Connection to Other Techniques

  • SAR change detection: Uses amplitude ratio instead of differencing. Advantage: works through clouds. See SAR Fundamentals and Analysis.
  • Object detection on changes: Run object detection only on changed areas (tip and cue).
  • Forensics: Change detection is evidence of activity over time. Document with timestamps, coordinates, and before/after pairs.
  • OSINT corroboration: Always correlate imagery changes with open-source intelligence. See Multi-Source Intelligence Fusion.

Exercises

Exercise 1: Detect Construction at a Facility

  1. Download two Sentinel-2 scenes of a location where you know construction has occurred (e.g., a new neighborhood being built)
  2. Choose scenes 6-12 months apart, with <20% cloud cover
  3. Run the full pipeline above
  4. Identify and describe each change region

Exercise 2: Map Flood Extent

  1. Find a flood event (search news for recent flooding)
  2. Download Sentinel-2 before and during/after the flood
  3. Use NDWI differencing instead of NDVI: areas that became water
  4. Compute flooded area in km
  5. Bonus: use Sentinel-1 SAR for the same flood (SAR sees through clouds that accompany floods)

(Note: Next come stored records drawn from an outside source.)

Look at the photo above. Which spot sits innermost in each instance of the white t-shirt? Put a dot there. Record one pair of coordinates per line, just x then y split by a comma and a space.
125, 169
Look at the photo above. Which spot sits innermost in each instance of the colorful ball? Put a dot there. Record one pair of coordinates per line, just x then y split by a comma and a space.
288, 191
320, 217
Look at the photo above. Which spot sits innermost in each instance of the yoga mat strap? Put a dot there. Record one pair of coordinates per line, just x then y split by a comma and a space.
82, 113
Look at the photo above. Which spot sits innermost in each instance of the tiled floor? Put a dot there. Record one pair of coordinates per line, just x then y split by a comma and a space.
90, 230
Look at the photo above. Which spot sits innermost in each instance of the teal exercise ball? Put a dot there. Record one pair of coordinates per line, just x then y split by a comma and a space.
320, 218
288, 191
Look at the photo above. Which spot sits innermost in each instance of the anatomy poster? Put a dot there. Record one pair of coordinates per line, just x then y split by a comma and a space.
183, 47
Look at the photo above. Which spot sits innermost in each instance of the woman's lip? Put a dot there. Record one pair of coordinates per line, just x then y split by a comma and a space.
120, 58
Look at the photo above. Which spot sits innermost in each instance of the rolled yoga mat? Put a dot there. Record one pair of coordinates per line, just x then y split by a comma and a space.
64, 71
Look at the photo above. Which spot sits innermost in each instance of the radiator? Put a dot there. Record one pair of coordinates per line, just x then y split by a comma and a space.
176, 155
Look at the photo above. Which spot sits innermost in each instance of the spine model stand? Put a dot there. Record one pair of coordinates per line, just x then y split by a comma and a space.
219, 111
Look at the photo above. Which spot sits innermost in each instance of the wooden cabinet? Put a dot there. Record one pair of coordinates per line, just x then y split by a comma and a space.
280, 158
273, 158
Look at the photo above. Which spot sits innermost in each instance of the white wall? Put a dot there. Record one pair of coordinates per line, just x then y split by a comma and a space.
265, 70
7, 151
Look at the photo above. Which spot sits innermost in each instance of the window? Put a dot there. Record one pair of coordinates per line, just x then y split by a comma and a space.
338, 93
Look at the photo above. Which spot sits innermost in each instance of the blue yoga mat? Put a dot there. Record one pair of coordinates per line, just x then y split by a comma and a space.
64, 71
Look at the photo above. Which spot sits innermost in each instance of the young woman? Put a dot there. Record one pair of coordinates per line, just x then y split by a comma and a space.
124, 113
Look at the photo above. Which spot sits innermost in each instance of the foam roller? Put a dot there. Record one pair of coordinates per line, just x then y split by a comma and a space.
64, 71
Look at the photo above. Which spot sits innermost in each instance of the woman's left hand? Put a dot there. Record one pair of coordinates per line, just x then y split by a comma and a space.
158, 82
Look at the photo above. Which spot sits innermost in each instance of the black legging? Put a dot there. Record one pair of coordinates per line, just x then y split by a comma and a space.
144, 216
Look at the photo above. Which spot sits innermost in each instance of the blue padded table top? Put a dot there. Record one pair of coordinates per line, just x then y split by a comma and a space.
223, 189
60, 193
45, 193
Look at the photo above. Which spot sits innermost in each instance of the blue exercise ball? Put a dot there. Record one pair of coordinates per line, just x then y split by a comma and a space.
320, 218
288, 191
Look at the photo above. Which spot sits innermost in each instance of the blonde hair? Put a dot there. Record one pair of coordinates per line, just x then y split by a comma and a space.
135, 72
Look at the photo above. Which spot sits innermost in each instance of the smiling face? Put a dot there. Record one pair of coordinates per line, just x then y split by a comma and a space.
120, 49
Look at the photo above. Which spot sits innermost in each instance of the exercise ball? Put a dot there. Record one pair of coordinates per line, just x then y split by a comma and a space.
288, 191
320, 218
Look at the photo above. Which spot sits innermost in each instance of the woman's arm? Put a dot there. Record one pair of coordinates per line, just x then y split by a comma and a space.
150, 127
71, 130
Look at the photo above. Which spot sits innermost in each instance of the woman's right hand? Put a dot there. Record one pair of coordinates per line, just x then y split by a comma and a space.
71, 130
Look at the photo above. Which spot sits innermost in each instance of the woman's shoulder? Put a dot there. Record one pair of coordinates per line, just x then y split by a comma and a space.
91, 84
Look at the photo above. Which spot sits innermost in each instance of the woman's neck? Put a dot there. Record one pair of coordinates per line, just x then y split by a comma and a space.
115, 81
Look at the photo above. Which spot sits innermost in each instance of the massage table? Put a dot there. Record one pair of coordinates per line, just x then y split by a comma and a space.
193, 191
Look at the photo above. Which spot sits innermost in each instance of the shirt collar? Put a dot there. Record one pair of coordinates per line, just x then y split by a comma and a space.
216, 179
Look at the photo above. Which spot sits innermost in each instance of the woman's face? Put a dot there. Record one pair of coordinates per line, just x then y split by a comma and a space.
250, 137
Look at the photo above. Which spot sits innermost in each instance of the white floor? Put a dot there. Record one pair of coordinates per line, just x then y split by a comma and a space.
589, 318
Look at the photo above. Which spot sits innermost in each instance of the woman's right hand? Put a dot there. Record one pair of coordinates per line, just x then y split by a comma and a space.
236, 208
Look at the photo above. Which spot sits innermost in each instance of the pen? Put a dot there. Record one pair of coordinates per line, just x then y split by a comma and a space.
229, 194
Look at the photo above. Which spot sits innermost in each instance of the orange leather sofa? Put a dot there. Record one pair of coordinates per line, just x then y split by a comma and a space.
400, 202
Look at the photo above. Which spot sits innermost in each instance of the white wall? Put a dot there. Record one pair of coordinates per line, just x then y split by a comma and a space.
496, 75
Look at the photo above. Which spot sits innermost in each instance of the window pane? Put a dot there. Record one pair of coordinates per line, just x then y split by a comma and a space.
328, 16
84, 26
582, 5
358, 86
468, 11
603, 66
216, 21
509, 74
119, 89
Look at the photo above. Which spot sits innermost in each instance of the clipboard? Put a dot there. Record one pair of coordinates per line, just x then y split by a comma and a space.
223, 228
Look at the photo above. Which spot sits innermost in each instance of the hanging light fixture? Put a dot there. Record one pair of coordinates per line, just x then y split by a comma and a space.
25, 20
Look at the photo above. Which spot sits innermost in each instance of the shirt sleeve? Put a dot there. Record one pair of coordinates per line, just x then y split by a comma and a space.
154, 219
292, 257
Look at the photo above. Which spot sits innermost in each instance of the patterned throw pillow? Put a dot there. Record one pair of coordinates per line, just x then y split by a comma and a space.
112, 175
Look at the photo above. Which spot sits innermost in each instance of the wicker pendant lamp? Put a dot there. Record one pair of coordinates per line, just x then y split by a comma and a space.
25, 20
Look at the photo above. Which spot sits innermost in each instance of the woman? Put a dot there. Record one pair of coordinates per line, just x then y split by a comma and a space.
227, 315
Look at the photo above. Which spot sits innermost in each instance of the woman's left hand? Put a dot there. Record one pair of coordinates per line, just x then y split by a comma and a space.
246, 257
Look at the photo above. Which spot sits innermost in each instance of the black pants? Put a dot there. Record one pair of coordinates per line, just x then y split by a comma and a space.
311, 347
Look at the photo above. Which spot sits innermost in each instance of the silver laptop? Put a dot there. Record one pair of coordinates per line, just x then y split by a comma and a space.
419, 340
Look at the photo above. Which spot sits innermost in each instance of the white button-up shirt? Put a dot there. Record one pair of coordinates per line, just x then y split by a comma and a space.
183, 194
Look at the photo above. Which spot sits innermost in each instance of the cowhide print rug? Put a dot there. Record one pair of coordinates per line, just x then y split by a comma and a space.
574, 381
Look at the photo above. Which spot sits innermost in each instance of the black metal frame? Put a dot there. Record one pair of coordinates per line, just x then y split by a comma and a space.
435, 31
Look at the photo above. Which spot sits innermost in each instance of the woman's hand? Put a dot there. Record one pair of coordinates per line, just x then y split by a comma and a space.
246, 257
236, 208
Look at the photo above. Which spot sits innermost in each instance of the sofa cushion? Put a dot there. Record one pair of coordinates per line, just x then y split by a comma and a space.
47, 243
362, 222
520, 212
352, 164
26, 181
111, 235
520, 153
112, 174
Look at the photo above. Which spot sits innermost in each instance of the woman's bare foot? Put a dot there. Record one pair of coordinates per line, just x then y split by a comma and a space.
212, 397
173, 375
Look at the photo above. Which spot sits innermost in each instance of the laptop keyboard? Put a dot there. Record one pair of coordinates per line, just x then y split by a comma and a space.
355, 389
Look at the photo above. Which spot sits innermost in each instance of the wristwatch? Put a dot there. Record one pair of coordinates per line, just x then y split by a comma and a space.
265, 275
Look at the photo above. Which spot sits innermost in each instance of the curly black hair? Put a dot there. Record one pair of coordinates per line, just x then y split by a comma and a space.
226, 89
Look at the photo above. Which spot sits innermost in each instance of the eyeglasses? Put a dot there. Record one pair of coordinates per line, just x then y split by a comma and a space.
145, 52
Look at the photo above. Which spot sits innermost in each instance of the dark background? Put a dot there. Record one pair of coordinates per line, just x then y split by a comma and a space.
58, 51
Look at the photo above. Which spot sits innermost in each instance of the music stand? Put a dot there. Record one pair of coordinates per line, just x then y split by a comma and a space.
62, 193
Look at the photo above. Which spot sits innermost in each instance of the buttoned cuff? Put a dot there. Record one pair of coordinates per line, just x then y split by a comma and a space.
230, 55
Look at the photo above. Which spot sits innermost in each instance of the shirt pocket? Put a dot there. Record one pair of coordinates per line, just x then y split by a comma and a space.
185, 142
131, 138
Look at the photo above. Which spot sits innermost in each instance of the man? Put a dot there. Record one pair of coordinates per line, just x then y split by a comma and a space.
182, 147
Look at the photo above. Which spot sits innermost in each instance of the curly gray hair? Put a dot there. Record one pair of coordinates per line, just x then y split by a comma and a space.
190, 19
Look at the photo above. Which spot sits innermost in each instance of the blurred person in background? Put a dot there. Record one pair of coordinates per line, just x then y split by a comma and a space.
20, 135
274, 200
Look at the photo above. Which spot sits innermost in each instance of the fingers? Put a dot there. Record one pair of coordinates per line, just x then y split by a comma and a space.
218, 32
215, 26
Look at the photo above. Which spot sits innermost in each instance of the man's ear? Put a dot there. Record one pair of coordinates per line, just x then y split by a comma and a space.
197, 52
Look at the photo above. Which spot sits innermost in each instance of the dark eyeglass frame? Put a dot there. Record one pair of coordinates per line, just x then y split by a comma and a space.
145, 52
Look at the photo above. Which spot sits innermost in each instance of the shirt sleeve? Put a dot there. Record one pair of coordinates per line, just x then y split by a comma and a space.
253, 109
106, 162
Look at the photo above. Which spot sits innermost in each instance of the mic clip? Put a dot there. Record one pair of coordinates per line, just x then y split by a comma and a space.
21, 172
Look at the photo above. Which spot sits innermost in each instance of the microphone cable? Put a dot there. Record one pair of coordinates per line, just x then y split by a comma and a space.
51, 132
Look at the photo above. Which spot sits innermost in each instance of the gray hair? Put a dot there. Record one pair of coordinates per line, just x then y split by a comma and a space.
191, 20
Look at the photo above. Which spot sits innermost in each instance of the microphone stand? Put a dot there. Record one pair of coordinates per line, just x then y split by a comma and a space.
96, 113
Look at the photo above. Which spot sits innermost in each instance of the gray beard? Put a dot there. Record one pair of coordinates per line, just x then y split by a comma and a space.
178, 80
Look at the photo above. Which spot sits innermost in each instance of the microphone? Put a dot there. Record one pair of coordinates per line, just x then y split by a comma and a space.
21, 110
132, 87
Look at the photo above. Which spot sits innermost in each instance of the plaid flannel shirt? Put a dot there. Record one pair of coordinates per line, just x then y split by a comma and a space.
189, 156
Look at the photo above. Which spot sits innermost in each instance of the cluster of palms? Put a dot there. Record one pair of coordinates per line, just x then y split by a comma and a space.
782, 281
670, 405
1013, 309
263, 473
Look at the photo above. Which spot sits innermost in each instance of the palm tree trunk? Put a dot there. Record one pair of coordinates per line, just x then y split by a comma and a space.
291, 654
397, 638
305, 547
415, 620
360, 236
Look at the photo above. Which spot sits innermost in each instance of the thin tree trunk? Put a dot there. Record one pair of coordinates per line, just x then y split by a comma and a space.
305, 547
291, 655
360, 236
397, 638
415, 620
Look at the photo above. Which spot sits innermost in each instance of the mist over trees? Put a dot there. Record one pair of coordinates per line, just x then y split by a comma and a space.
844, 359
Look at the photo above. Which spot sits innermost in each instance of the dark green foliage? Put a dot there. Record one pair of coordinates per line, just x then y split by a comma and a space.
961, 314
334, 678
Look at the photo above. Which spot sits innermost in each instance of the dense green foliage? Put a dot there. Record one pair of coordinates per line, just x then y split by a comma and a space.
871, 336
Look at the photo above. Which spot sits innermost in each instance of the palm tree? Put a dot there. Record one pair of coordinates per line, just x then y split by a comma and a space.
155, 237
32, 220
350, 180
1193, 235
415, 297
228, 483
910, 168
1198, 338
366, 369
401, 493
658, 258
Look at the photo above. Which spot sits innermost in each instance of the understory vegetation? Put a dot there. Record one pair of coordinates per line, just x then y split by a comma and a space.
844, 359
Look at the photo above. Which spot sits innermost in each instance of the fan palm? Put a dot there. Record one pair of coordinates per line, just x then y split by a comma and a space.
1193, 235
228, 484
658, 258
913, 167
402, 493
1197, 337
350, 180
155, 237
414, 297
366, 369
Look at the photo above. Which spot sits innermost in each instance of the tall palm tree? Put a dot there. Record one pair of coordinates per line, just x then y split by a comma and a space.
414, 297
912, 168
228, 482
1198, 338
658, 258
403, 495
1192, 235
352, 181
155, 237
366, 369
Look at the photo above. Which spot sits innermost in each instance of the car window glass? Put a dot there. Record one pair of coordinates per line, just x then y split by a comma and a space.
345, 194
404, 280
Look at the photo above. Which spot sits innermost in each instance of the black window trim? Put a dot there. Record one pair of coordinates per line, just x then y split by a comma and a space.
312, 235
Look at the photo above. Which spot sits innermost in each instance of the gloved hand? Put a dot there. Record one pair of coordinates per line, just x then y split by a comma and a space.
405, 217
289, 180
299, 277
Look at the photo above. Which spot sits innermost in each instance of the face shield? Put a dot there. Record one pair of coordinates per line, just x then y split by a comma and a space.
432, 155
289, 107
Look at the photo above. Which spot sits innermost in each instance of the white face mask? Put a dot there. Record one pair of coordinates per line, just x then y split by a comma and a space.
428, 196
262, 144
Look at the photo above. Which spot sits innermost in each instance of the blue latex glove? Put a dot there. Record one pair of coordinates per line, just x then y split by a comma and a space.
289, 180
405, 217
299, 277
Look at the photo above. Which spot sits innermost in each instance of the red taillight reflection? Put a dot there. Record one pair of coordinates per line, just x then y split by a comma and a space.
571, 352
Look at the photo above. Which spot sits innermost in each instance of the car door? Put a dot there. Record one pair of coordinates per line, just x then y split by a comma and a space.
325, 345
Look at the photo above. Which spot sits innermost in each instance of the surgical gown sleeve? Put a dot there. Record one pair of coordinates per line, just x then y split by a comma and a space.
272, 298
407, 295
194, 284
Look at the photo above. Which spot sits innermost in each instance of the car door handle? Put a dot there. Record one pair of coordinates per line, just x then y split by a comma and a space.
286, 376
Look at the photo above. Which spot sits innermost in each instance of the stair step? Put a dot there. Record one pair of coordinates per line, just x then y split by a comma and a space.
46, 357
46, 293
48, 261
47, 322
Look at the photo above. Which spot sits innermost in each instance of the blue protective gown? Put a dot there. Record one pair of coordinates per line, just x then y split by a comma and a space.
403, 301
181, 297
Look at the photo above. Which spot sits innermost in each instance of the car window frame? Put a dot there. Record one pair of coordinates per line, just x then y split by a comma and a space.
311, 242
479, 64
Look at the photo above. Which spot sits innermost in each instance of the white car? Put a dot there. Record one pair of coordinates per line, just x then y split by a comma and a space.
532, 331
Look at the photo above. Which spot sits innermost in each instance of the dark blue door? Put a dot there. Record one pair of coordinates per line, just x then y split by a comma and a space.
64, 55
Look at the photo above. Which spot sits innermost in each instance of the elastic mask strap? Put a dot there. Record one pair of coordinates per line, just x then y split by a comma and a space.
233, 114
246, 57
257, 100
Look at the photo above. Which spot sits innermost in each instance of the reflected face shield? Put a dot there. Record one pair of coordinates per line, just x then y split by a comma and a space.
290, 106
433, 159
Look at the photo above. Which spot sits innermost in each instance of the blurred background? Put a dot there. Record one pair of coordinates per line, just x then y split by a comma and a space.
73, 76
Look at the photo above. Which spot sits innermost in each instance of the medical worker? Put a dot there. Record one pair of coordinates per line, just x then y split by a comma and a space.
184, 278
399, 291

Exercise 3: Track Deforestation Over 12 Months

  1. Download 12 Sentinel-2 scenes (one per month) for a tropical area with deforestation (Rondonia, Brazil works well with Landsat)
  2. Compute NDVI for each date
  3. Create a time series for 5 sample points
  4. Apply the break detection function to find when deforestation occurred
  5. Create a “date of change” map

Self-Test Questions

  1. Why is NDVI differencing more robust than raw band differencing?
  2. You detect a large NDVI decrease in winter between two years. Is this necessarily real change? What else could cause it?
  3. What is the minimum detectable change size at 10m resolution?
  4. Why must you cloud-mask BOTH images before computing change?
  5. A facility shows no change in optical imagery but SAR coherence dropped. What might have happened?